L‘art. 27, comma 3, Cost. protegge il condannato dal rievocare fatti datati senza che ve ne sia un effettivo interesse sociale. L’oblio, infatti, è spesso decisivo per consentire e favorire la risocializzazione del condannato: un percorso sempre irto di difficoltà e ostacoli, ma certamente molto più difficile nel caso perdurasse la stigmatizzazione sociale e l’identificazione della persona con il fatto-reato. Questo ostacola il reinserimento della persona nella società. La rieducazione del condannato, intesa anche in termini di socializzazione e integrazione socio-lavorativa, è, infatti, un diritto scolpito a chiare lettere nella Carta fondamentale laddove si afferma che «Le pene non possono consistere in trattamenti contrari al senso di umanità e devono tendere alla rieducazione del condannato».

L’art. 3, comma 1, Cost. pone l’accento sul tema della salvaguardia della dignità umana. La disposizione de qua recita testualmente, infatti, che ‹‹Tutti i cittadini hanno pari dignità sociale e sono eguali davanti alla legge, senza distinzione di sesso, di razza, di lingua, di religione, di opinioni politiche, di condizioni personali e sociali››.

Il tema della dignità ha trovato spazio anche nella Carta dei diritti fondamentali europei L’art. 1, afferma testualmente: ‹‹La dignità umana è inviolabile. Essa deve essere rispettata e tutelata››. Ebbene, il dato letterale dimostra incontrovertibilmente quanto il valore della dignità rappresenti oggi il più importante principio degno della massima tutela nei sistemi liberal-democratici.
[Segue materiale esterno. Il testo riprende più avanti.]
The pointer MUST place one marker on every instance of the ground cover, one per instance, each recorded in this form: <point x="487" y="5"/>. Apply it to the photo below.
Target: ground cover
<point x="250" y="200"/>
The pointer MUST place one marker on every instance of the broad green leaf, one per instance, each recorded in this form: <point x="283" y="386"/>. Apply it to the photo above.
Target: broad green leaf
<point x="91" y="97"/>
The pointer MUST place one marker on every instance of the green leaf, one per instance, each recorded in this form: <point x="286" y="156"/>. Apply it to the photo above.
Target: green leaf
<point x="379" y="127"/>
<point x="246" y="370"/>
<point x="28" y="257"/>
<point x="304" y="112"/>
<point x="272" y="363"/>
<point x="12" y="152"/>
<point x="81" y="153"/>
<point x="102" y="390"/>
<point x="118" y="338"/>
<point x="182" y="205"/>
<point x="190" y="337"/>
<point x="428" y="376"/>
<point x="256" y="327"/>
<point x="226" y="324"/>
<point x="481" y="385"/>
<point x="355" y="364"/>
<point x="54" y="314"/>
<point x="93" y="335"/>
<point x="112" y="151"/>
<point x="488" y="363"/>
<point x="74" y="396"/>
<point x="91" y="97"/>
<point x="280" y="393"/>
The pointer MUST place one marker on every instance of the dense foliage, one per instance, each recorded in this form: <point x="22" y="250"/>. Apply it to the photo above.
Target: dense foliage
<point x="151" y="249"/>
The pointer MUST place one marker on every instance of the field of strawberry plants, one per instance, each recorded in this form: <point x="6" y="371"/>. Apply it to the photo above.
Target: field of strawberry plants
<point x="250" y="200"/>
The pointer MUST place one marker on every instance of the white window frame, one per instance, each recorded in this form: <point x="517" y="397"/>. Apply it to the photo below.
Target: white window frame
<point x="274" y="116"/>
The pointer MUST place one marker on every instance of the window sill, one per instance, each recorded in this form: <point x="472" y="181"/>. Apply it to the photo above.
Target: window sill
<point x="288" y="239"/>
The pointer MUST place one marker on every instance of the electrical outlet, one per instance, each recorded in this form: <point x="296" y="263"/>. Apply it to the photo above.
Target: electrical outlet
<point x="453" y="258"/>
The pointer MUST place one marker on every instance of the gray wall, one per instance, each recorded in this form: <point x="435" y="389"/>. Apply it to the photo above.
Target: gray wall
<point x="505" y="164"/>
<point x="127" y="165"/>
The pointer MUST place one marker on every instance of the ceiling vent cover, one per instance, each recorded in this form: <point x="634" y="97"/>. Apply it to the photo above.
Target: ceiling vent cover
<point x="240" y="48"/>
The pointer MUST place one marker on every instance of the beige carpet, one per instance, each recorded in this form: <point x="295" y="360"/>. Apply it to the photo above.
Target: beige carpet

P.S.:  nel caso Filippo Turetta omicida di Giulia Cecchettin

per fra’ Paolo Crivelli, cappellano del carcere, non si dovrebbe tuttavia più parlarne: «Il mio appello è di far scendere il silenzio, perché bisogna rispettare il dolore delle persone che sono coinvolte in questa tragedia e lasciare che la giustizia possa fare con serenità il suo corso. Hanno bisogno di silenzio anche i magistrati per poter lavorare, non di pressione mediatica. I processi si fanno nelle aule giudiziarie e non sui giornali. Non credo che questo tipo di informazione aiuti il popolo italiano a crescere serenamente di fronte a questi drammi e a viverli serenamente».